All In Favor of Equal Opportunity!

December 3 | Posted by mrossol | American Thought, The Left, Unions, US Courts

Louisiana Judge Timothy Kelley sure is a fast writer. Only hours after the end of a two-day trial, the Balzac of the judiciary rolled out a 39-page opinion striking down the state’s pioneering voucher program as unconstitutional. Could it be that he knew how he was going to rule before the trial?

The state district judge in Baton Rouge ruled that the program is illegal because it pays for the vouchers through the state’s Minimum Foundation Program, which “equitably distributes” state funds for individual school districts. He conceded that the vouchers are intended to help students escape awful schools, but he said this “ignores the good of the individual students who are left behind in those schools deemed underperforming.”

In other words, better that all students fail together, rather than let parents take the money that is supposed to go to public education and try to get their child actually educated. This is the kind of perverse egalitarianism promoted by the teachers unions that brought the lawsuit. No student can ever escape their clutches, lest parents discover that maybe there’s a better way.

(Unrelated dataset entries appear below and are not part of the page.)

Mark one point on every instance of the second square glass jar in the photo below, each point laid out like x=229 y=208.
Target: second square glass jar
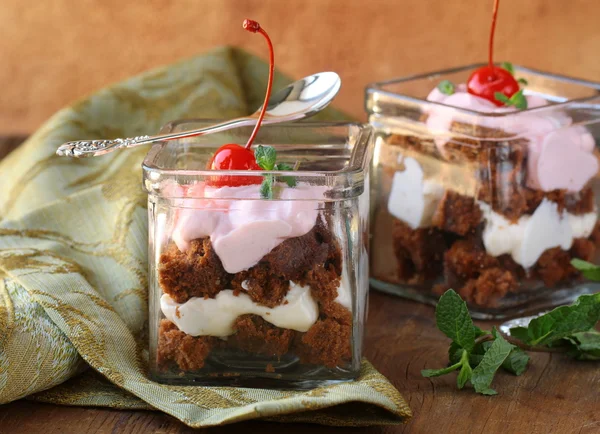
x=252 y=291
x=492 y=203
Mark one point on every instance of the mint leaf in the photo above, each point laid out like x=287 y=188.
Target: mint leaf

Louisiana’s program only covers about 4,900 students because in its first year it was limited because of space constraints. The size of the voucher differs by districts, but in many cases the cost of private tuition is less than the state allocates per student as part of its Minimum Foundation Program. The 11-year-old student we wrote about last week, Gabriel Evans, received a voucher of only $4,315 to attend a Catholic school.

The good news is that Governor Bobby Jindal and the Institute for Justice plan to appeal and have reason to think they’ll prevail. The Minimum Foundation Program already includes funding for non-district-operated public schools and uses state money beyond an “equitable” amount. The appeal notice will also suspend the trial judge order until the appeal is heard so the students won’t have to change schools midyear.

But that hardly mitigates the disgrace that a reform passed on a bipartisan vote to save children from one of the developed world’s worst school systems has to go through such travails. Where are the liberals who claim to favor equal opportunity?

A version of this article appeared December 3, 2012, on page A16 in the U.S. edition of The Wall Street Journal, with the headline: Lost in Louisiana.